Annotated and further signed in pencil by the artist on the occasion of the work being given to the previous owner in 1973; ‘In 1938 we stayed on Canna (Inner Hebrides) with the Laird Campbell and his wife for 6 weeks & I felt that I would like to do…(inscription unreadable)…island floating like a boat as seen from offshore’
Annotations and colour trials in the lower margin.
Pencil drawing verso.
Provenance: A gift from the artist to the previous owner in 1973.

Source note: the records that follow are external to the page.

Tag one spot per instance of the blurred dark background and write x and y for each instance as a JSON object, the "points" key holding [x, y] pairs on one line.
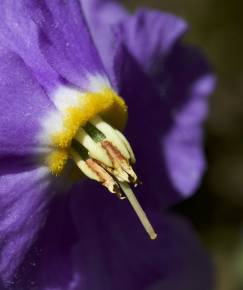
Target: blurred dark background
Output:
{"points": [[217, 210]]}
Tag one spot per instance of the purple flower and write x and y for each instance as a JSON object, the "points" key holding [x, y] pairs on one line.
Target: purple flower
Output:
{"points": [[61, 69]]}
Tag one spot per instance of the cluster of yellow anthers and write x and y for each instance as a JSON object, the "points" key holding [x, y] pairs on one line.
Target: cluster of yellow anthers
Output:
{"points": [[105, 103], [97, 147]]}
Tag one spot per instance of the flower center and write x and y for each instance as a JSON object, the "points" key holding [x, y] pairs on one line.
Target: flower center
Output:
{"points": [[103, 154], [100, 151]]}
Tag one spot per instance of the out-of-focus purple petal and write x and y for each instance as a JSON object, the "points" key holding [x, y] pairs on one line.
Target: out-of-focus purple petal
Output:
{"points": [[24, 197], [114, 252], [59, 34], [179, 88], [103, 18], [150, 35], [23, 103], [48, 265], [190, 82]]}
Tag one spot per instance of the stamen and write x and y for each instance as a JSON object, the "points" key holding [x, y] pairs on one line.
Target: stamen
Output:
{"points": [[138, 209], [103, 154], [110, 134], [128, 146], [92, 169], [95, 149]]}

Gilbert Spencer painted Hebridean Memory, a landscape set on the small Island of Canna in the Scottish Inner Hebrides. He had holidayed there in 1947, staying with John Lorne Campbell who had bought Canna outright in 1938, and was now living there as its Laird with his wife Margaret in the prominent harbour property Canna House. Spencer and Campbell had been friends since the 1930s when they met in Oxford, where Spencer had been painting a series of murals depicting the Foundation of Bailliol College and Campbell was doing post-graduate work. Hebridean Memory depicts several of Canna’s landmarks and the locals going about island activities, including farming and lobster and mackerel fishing whilst visitors sunbathe. Rum features in the distance with MacBrayne’s steamer on its way over. A vision of contentment and plenty, the only incongruity is the man with the gun: Campbell, who wanted the island to be a sanctuary for wildlife, did not allow shooting. The composition also includes a whimsical depiction in the right foreground of the artist and his older brother Stanley as their younger selves.